Apart from what appears to be Soviet-like obligatory adherence to the completely unsupportable notion that Forrestal took his own life, the biography is largely deserving of the accolades that it received at the time. Most importantly, it went a long way toward restoring the reputation that had taken a real beating in the period starting a year or so before Forrestal’s death and continuing right up to the time of the Hoopes and Brinkley biography. The authors leave little doubt as to who and what were behind the attempted destruction of Forrestal’s reputation.

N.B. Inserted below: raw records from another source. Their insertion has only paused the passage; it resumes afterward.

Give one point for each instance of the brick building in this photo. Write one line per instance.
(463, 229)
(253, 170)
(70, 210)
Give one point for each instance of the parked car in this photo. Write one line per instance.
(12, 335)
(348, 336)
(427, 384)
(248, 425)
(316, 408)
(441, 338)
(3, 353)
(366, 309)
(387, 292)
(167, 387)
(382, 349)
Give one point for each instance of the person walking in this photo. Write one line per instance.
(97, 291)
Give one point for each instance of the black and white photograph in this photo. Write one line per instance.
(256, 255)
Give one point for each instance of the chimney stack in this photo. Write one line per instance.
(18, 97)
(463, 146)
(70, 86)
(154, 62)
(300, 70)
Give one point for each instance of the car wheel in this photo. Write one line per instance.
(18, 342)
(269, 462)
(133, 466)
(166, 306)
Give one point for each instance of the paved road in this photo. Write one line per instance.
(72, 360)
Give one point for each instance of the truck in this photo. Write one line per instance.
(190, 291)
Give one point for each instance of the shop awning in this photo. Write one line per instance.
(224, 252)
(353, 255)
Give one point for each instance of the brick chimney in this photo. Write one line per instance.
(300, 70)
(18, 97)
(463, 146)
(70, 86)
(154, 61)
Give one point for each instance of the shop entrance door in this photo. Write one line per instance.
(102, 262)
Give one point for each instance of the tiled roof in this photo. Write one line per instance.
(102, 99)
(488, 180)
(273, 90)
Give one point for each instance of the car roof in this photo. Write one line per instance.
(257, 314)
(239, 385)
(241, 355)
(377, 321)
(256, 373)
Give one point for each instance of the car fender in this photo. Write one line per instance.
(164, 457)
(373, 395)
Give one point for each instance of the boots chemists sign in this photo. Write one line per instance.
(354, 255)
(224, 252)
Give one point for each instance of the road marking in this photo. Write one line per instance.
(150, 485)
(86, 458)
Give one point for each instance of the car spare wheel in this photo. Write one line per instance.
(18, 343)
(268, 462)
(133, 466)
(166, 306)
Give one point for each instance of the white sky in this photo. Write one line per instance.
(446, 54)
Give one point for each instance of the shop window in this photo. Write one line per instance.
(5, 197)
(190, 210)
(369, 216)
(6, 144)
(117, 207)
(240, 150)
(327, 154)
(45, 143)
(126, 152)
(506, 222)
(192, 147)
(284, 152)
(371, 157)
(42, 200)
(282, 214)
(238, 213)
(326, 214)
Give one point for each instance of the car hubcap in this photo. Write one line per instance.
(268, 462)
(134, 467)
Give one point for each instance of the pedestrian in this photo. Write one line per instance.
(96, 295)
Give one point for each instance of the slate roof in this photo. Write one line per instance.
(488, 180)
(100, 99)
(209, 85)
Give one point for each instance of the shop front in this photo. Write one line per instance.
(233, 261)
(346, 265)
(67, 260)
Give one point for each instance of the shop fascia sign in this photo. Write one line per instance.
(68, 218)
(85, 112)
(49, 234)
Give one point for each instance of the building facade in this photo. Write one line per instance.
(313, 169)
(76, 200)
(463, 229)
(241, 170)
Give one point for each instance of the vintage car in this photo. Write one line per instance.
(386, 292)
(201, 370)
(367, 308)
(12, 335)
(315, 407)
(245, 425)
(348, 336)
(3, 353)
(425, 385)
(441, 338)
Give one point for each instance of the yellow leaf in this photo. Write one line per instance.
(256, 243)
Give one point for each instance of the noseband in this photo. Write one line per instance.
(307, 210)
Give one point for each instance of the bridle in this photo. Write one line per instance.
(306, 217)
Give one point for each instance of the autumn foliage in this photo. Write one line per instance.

The sixth and concluding section of their book is entitled “Exhaustion and Tragedy.” The first chapter in the six-chapter section is appropriately titled, “The Palestine Imbroglio.” The last section of the chapter bears the title, “The Cost to Forrestal,” and it begins with this paragraph:

Forrestal, [Secretary of State, George C.] Marshall, [Under Secretary of State Robert A.] Lovett, the State Department, and the Joint Chiefs of Staff were all agreed that a war in the Middle East into which American troops might be drawn, loss of Arab friendship, and long-range turbulence in the whole region were too high a price to pay for a Jewish state. They underestimated, however, the elemental force of the Zionist movement and the need of a politically weak administration for the support of Jewish votes. Ironically, although he was not, in fact, a central figure in developing and carrying out U.S. policy on Palestine, Forrestal took a disproportionate share of the heat and suffered heavier damage to his reputation from hostile press attacks than any of the others. In part, this seemed the consequence of his outspoken insistence on reasoned argument and orderly process, an inability to conceal his dismay at the sorry, fantastically disordered performance of government officials and special interest lobbyists and their feckless indifference to the consequences of their actions. It was a spectacle entailing everything Forrestal considered inimical to good government.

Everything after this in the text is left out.